En 2002, cuando falleció, Illich estaba muy lejos del nuevo “modo de ver las cosas”, que sentía se había establecido durante la segunda mitad de su vida. Sintió que en esta nueva “época de sistemas” la unidad primaria de la creación, el ser humano, empezaba a perder sus límites, su diferencia y su dignidad. Pensó que la revelación que lo sostenía se había corrompido – la “vida más abundante” prometida en el Nuevo Testamento transformada en una hegemonía humana tan cabal y claustrofóbica, que ninguna ameneza exterior al sistema podría afectarla. Creía que la medicina ya había excedido el umbral donde debía mantenerse y, habiendo contribuído a la condición humana, ahora amenazaba con destruirla. Como concluyó, tanta humanidad ya no está dispuesta a “soportar…[su] carne rebelde, desgarrada y desorientada”, y ha trocado el arte del sufrimiento y su arte de morir por unos cuantos años de expectativa y de confort vital en una producción artificial.” ¿Puede obtener algún sentido la criris actual desde esta perspectiva? Yo creo que sí, pero solo en la medida en que demos un paso atrás desde las urgencias del momento y nos tomemos el tiempo para considerar lo que se ha desvelado sobre nuestras disposiciones subyacentes –nuestras “certezas”, como las llamaba Illich.
En primera instancia, la perspectiva de Illich indica que desde hace algún tiempo ya hemos practicado algunas actitudes que han caracterizado la respuesta a la pandemia actual. Resulta sorprendente en relación con eventos percibidos como agentes de cambio en la historia, o que “han cambiado todo”, como uno escucha de vez en cuando, que la gente parece estar lista de cierta manera para ellos o incluso, inconcientemente o semiconcientemente, esperándolos. Si recordamos el inicio de la primera guerra mundial, el historiador Karl Polanyi se sirvió de la imagen del sonámbulo para caracterizar el modo en que las naciones europeas barajearon su perdición –autómatas aceptando ciegamente el destino que, sin saberlo, estaban proyectando. Los eventos del 11.09.2001 -9/11 como los conocemos –aparentemente fueron entendidos e interpretados de inmediato, como si todos hubiesen estado esperando declarar el sentido evidente de lo ocurrido –el fin de la era de la ironía, el inicio de la Guerra contra el terror, lo que sea que signifique.
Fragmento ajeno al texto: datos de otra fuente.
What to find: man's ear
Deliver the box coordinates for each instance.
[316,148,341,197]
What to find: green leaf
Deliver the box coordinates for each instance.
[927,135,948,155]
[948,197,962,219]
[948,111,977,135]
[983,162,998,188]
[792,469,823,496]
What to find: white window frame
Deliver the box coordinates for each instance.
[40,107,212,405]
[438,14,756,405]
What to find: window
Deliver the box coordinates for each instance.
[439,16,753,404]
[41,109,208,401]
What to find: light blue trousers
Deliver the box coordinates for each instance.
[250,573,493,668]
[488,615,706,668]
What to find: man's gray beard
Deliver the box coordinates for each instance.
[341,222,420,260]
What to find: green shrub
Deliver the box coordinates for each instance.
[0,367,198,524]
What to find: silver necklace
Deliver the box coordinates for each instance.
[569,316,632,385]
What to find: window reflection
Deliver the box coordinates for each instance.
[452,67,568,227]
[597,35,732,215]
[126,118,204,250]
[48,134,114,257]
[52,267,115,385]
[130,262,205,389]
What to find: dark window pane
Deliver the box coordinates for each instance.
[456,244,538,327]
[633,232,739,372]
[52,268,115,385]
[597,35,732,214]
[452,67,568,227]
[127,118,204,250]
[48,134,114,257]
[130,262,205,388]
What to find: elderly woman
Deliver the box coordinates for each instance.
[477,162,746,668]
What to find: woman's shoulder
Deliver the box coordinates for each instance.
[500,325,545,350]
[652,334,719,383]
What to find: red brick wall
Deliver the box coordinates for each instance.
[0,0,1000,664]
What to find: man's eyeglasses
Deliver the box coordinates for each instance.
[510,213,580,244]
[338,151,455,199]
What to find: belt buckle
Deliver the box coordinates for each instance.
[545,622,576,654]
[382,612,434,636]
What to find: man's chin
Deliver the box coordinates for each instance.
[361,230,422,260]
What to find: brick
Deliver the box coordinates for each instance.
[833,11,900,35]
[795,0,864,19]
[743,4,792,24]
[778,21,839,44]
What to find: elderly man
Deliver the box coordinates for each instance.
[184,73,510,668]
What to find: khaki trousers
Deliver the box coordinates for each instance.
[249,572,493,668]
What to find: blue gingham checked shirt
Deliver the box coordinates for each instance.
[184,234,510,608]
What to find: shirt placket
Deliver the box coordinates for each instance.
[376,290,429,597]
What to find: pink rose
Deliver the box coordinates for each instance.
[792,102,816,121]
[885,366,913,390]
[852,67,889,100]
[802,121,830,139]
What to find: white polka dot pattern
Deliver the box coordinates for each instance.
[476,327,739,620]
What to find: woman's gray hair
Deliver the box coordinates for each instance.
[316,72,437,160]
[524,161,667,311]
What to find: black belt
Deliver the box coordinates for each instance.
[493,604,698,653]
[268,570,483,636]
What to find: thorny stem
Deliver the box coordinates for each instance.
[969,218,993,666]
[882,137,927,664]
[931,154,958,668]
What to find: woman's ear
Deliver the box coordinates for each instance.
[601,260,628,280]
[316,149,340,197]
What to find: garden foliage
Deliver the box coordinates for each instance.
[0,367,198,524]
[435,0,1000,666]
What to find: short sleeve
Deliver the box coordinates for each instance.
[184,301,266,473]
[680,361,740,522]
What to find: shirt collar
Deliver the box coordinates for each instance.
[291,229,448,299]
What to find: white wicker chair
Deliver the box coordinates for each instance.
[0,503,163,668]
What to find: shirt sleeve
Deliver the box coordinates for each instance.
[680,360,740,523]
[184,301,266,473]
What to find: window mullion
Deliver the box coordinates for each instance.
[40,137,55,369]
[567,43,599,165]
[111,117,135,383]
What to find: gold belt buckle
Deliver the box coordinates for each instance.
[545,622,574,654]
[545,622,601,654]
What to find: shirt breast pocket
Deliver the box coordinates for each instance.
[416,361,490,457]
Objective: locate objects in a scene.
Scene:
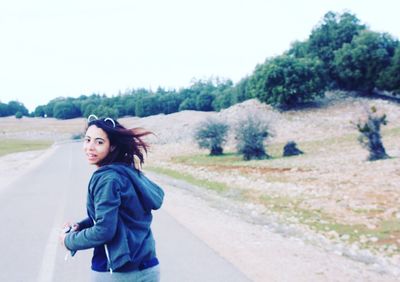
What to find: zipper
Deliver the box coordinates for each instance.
[92,219,113,274]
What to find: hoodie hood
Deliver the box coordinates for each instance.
[95,163,164,211]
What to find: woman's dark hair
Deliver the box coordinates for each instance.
[86,118,152,167]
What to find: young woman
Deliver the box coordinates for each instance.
[60,115,164,282]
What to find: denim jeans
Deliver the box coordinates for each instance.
[90,265,160,282]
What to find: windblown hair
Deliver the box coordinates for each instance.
[86,118,152,167]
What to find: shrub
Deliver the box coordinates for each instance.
[356,107,389,161]
[283,141,304,157]
[236,115,270,161]
[195,119,229,156]
[15,111,23,119]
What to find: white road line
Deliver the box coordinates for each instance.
[37,147,72,282]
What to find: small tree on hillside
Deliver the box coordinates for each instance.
[283,141,304,157]
[195,119,229,156]
[236,115,271,161]
[356,107,389,161]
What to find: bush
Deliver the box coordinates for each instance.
[249,56,325,110]
[356,107,389,161]
[283,141,304,157]
[195,119,229,156]
[236,115,270,161]
[15,112,23,119]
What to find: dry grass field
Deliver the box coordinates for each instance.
[0,92,400,262]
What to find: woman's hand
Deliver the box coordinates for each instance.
[58,222,79,248]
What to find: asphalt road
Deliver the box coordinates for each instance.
[0,143,249,282]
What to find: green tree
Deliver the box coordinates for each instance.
[253,56,325,110]
[7,101,29,116]
[195,119,229,156]
[356,107,389,161]
[235,115,271,161]
[334,31,398,95]
[306,11,366,81]
[53,101,82,119]
[33,105,46,117]
[376,45,400,94]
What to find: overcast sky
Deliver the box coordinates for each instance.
[0,0,400,111]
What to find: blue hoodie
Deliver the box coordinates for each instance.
[64,163,164,271]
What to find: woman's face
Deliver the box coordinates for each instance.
[83,125,111,166]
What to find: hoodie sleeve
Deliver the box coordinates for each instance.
[65,175,121,250]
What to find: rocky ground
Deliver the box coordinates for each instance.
[0,92,400,281]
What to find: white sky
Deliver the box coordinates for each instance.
[0,0,400,111]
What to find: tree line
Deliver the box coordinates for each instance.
[0,12,400,119]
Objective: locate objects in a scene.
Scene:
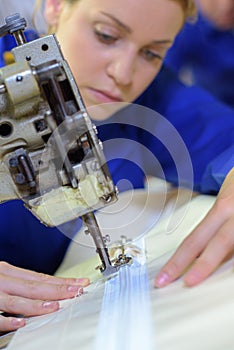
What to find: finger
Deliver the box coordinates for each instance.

Quizá entre estas cosas haya una trampa de perspectiva, desde la cual se transforma, en retrospectiva, la contingencia en necesidad –ya que, en efecto, algo sucedió, lo cual asumimos estaba condenado a suceder. Sin embargo, no creo que termine aquí toda la explicación.
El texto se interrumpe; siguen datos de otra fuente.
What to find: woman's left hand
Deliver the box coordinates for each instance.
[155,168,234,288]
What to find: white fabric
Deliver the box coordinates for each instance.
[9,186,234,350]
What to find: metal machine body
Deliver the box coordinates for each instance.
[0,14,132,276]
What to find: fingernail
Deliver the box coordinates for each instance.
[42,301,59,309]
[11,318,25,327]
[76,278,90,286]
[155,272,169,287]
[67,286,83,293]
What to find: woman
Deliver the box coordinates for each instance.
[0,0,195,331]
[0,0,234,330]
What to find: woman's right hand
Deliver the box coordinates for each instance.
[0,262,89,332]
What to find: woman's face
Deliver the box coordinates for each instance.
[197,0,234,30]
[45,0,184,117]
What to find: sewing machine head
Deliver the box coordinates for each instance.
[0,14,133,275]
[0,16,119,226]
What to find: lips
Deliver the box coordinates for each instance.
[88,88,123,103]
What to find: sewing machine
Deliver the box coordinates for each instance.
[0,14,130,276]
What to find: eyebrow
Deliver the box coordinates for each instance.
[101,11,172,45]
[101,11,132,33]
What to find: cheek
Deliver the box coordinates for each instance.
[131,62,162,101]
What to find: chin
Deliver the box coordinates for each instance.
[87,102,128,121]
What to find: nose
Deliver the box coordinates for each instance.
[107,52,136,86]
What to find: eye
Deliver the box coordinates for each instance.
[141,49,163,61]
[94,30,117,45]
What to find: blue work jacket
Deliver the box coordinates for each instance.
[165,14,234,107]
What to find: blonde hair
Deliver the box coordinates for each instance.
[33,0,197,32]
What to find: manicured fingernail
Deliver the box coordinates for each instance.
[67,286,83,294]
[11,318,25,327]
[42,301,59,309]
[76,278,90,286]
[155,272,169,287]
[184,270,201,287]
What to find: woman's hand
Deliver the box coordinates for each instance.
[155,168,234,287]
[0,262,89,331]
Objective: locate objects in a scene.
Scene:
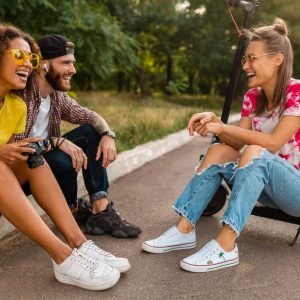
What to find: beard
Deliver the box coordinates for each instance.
[45,65,70,92]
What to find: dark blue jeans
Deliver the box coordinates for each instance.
[44,125,109,207]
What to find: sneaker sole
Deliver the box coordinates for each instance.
[85,224,141,238]
[180,257,239,273]
[55,269,121,291]
[109,261,130,273]
[142,241,196,253]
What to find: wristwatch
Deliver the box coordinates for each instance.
[101,130,116,139]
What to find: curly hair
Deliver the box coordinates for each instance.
[0,23,41,94]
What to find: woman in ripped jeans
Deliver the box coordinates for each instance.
[142,19,300,272]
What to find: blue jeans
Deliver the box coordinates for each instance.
[173,149,300,234]
[44,125,109,207]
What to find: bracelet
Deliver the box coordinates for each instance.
[49,137,54,149]
[56,138,66,149]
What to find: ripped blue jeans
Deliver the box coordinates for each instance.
[173,149,300,234]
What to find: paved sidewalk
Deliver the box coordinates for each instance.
[0,138,300,300]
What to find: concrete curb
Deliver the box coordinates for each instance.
[0,114,240,239]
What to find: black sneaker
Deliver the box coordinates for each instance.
[73,198,92,226]
[85,202,142,238]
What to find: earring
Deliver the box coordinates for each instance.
[43,64,49,73]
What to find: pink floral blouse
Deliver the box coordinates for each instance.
[242,78,300,170]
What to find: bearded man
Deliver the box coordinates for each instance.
[16,34,141,238]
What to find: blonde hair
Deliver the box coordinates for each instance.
[247,18,294,115]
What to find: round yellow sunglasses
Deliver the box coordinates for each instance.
[6,49,40,69]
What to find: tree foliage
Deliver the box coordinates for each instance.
[0,0,300,95]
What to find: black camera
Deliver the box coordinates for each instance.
[22,139,50,169]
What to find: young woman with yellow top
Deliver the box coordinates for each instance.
[0,23,130,290]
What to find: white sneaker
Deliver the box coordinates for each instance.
[180,240,239,272]
[142,226,196,253]
[53,249,120,290]
[78,240,130,273]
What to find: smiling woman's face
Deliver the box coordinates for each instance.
[0,38,32,93]
[243,41,279,88]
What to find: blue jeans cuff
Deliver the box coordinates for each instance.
[172,204,196,228]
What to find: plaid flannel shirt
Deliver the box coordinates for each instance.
[15,78,96,141]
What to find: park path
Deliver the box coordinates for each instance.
[0,138,300,300]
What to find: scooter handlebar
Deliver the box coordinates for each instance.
[225,0,253,12]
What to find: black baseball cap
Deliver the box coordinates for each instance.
[38,34,75,59]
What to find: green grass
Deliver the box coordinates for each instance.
[62,92,230,152]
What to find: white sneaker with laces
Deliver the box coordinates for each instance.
[53,249,120,290]
[142,226,196,253]
[180,240,239,272]
[78,240,130,273]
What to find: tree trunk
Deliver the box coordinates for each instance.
[117,72,124,93]
[136,68,150,97]
[188,71,194,95]
[166,53,173,85]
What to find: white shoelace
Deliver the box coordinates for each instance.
[85,240,114,257]
[71,249,98,272]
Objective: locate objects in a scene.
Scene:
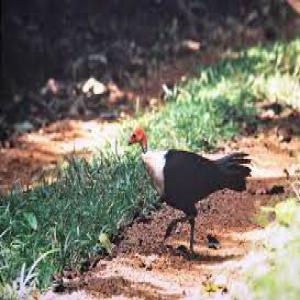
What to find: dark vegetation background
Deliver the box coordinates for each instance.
[0,0,293,142]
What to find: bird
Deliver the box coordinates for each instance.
[128,127,251,254]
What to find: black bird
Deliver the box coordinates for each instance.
[128,128,251,253]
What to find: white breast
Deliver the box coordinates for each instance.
[142,151,167,196]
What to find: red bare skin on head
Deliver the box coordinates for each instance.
[128,127,147,152]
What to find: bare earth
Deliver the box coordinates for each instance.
[0,52,300,300]
[42,129,300,300]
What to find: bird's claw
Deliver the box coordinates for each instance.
[164,222,177,241]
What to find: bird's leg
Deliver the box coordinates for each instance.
[189,217,195,254]
[164,216,188,241]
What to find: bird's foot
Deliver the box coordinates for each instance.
[164,220,178,241]
[207,234,221,249]
[164,223,175,241]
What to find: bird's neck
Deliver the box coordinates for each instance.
[140,136,148,154]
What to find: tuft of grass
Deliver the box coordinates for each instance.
[0,39,300,297]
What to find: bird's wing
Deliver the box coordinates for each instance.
[164,150,222,206]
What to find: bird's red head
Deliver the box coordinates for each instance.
[128,127,147,152]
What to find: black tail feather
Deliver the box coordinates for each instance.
[216,152,251,191]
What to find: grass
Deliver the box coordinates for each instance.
[0,39,300,297]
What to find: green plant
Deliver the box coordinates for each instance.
[0,39,300,288]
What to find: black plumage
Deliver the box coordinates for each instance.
[163,150,250,252]
[128,128,250,252]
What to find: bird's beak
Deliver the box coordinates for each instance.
[128,137,133,145]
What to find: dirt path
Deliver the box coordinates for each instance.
[43,178,290,300]
[42,128,300,300]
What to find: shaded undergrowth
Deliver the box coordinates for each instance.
[0,39,300,296]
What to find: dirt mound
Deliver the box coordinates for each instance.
[44,178,291,299]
En el corazón de la respuesta al coronavirus yace el llamado a actuar prospectivamente para prevenir lo que aún no ha ocurrido: un crecimiento exponencial de infecciones, una crisis de recursos en los sistemas médicos, que pondrá al personal médico en condiciones de realizar triage, etc. De otra manera, se dice que para el momento en que sepamos con qué estamos tratando, será muy tarde. (Vale la pena señalar de paso, que ésta es una idea inverificable: si temenos éxito, y aquello que tememos no llega a suceder, podremos decir que nuestras acciones lo previnieron, pero jamás sabremos a ciencia cierta si éste es el caso). La idea sobre el hecho de que la acción prospectiva es esencial ya se ha aceptado, y la gente ha rivalizado entre si hasta denunciar a los rezagados que han mostrado alguna resistencia. Sin embargo, actuar de este modo supone experiencia en haber vivido en un espacio hipotético, donde la prevención supera a la cura, y esto es precisamente a lo que Illich se refiere al decir que el riesgo es “la ideología religiosa más celebrada en nuestros días”. Una expresión tal como “aplanar la curva” puede convertirse, de un día para otro, en lugar común, solo en la medida en que la sociedad practique un “adelantarse a la curva”, y piense en términos de dinámicas poblacionales, en vez de en casos actuales.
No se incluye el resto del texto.